Diabetes
Research
Unlocking biomarkers, protecting β-cells, and advancing diabetes therapies
Diabetes is a devastating disease that occurs when the islets of the pancreas do not produce enough insulin or when the body cannot effectively use the insulin it produces. As a consequence, diabetic patients lose the ability to regulate their own blood glucose and suffer from chronic hyperglycemia (high glucose levels in the blood) which in turn can lead to multi-organ damage.
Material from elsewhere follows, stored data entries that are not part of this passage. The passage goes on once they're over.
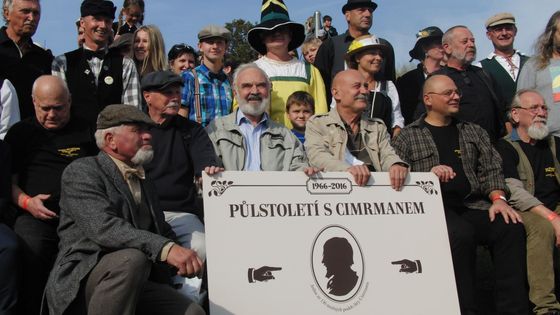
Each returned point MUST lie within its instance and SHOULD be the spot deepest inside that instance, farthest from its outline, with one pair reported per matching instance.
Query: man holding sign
(474, 193)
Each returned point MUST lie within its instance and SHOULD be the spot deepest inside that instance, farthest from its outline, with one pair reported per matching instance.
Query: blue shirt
(252, 136)
(216, 96)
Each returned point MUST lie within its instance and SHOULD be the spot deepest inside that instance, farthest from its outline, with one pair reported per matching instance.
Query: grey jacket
(280, 149)
(326, 139)
(96, 218)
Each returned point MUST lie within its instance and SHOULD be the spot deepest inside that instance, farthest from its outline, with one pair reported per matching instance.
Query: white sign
(284, 243)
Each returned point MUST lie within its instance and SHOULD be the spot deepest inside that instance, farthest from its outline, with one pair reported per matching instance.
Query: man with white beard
(532, 173)
(116, 251)
(248, 139)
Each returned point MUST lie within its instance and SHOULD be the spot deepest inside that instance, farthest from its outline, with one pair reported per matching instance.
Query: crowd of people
(103, 148)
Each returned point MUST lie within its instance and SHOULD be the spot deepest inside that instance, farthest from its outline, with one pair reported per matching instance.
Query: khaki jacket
(326, 139)
(280, 149)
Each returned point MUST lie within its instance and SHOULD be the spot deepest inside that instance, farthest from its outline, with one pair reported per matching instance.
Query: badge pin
(108, 80)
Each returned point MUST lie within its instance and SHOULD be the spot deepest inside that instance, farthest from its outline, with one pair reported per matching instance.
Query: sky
(394, 20)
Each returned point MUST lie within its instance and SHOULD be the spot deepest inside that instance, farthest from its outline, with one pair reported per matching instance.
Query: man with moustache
(96, 75)
(22, 61)
(474, 195)
(116, 251)
(481, 101)
(182, 150)
(248, 139)
(505, 62)
(343, 140)
(532, 172)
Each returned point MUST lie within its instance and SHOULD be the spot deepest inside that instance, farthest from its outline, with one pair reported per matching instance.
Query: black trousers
(39, 246)
(469, 228)
(8, 267)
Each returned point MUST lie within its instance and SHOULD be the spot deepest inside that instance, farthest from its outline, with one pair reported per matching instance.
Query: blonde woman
(148, 50)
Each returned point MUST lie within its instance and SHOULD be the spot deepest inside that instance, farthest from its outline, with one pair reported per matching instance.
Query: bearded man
(532, 173)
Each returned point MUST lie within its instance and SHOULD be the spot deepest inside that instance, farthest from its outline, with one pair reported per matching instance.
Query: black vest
(507, 85)
(88, 99)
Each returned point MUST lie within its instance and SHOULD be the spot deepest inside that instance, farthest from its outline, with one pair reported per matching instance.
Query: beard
(143, 156)
(538, 131)
(253, 110)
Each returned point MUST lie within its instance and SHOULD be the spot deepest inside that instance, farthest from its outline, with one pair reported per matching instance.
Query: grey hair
(101, 133)
(246, 66)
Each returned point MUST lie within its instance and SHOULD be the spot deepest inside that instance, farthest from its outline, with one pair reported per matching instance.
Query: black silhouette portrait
(338, 257)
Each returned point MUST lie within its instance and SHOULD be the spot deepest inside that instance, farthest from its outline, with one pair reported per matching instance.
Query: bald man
(42, 146)
(344, 140)
(474, 195)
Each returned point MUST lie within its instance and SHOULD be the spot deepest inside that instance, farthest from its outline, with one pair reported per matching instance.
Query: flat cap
(500, 18)
(211, 30)
(159, 80)
(118, 114)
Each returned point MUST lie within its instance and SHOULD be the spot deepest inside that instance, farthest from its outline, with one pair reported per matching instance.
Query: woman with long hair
(148, 50)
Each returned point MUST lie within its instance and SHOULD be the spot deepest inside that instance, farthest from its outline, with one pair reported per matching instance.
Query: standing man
(474, 195)
(274, 38)
(116, 251)
(42, 147)
(22, 61)
(343, 140)
(97, 76)
(542, 71)
(481, 101)
(330, 57)
(505, 62)
(532, 172)
(208, 95)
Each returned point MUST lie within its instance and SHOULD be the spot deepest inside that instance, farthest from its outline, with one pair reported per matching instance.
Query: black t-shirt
(39, 156)
(547, 189)
(447, 142)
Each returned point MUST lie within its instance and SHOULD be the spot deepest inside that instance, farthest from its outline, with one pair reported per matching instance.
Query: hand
(310, 171)
(264, 273)
(408, 266)
(185, 260)
(443, 172)
(502, 207)
(397, 174)
(361, 174)
(213, 170)
(37, 209)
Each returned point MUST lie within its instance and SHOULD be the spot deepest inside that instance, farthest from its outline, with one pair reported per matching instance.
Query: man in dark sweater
(182, 150)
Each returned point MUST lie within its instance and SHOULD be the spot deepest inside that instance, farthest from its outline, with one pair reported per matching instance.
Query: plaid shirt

Diabetes is by nature a very heterogenous disease, where multiple factors, inherited and acquired, contribute to the onset of the disease, which makes generalizable disease mechanisms very difficult to identify or even unlikely to exist.
Progress in this area is hindered in part by the limited availability of research models that accurately recapitulate human disease development and therapeutic response.
Although various cell culture systems and mouse models are currently used to investigate pancreatic beta-cell loss, their limited comparability to human pathology is now well recognized. This highlights the pressing need for innovative experimental approaches to enable the development of more effective therapeutic interventions.
To address these shortcomings in diabetes research, we at CBmed deploy a unique, patient-centred approach to scale disease modelling in diabetic patients to account for the heterogenous nature of diabetes in the pursuit of potential cures.